His reaction to 9/11 is a case in point. Although we may be too close to see it, Sept. 11, 2001 was a historical inflection point of great significance.

George Bush responded in the traditional way, declaring war on those he perceived as the perpetrators. But Obama saw it differently, agreeing with Osama Bin Laden that the attack was a consequence of Western colonialism in the Middle East (especially support for Israel). While he still believed that those who were directly responsible and should be punished, he took the position that we ourselves are indirectly responsible, guilty of oppressing Muslims and meddling in their affairs. Like Charlie Hebdo or Pamela Geller, we brought it on ourselves.

It’s certainly true that the West has exploited the less-developed world, and that wealth has been extracted — stolen, even — from it by amoral corporations. But the question is, should we therefore reject the principle that the world is better off under the enlightened (if sometimes coercive) leadership of the more developed cultures, and hand control to the ones that practice female genital mutilation, murder vaccinators, hang gays, and dream of genocide? The ruling Western culture might have its flaws, but there are far worse alternatives.

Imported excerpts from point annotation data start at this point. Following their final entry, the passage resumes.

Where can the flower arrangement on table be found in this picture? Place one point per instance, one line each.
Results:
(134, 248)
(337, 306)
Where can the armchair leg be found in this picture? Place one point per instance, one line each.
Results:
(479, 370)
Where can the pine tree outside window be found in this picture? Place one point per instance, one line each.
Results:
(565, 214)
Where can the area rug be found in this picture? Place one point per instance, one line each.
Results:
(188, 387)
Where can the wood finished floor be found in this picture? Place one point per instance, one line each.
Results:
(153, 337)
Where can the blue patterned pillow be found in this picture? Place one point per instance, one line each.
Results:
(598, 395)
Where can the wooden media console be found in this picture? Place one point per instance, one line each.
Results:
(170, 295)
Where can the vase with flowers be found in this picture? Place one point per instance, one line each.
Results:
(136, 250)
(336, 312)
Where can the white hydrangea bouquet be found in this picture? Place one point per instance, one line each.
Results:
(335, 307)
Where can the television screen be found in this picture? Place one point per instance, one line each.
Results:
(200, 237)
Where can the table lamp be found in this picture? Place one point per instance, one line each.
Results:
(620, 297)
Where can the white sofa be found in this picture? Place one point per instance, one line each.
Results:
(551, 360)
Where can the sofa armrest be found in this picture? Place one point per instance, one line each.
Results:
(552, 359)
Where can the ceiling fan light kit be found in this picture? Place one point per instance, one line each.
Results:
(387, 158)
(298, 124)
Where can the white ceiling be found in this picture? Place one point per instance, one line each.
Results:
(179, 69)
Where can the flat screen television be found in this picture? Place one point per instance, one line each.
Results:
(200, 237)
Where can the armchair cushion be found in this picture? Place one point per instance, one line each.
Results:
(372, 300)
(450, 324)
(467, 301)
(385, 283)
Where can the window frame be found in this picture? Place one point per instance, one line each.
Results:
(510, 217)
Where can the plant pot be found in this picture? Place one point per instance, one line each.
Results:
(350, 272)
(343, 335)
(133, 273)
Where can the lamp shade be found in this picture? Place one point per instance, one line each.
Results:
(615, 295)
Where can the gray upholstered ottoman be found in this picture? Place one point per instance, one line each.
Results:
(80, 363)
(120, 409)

Unfortunately, it seems that the President of the US doesn’t agree.

Obama is a mystery that I don’t want to try to unravel today, but his attitude meshes with other things that are happening in the larger society. One of them is simple fear. There is nothing like a terrorist attack to make people think twice about doing or saying anything that might anger those prone to terrorism. Associated with the fear is the Stockholm Syndrome I mentioned before. Terror attacks are specifically intended to induce this syndrome.

There is also the idea, which I think is derived from Christian doctrine, that a ‘good’ person loves all humanity, even enemies. Conflict is seen as something that should be handled by making a greater effort to understand the other side and to help him to understand your own feelings. As you can imagine, negotiations with an enemy who does not share this mindset can easily be exploited.

All this combined with the normal human expectation that the near future will resemble the recent past creates a very dangerous situation. We assume that because the West is massively more powerful than the Islamic State or Iran, that we could crush them like a bug if they ever really challenged our supremacy. But don’t forget the dictum that civilization involves a tradeoff of many small inconveniences for a few major catastrophes. The more technologically advanced an entity is, the more vulnerable it is to disruption. Terrorism can be a weapon of mass destruction.

In other words, the West could lose.

Israel is smaller than the US or Europe, but although the fact is obscured by the noise generated by the Left, Israel may be more unified and focused on the challenges it faces (this will be hard to believe for media-consuming Israelis, but I think it’s true).

If the US falls, then the time of Western ascendance is over. The civilized world can’t afford the luxury of an anti-Western president in Washington.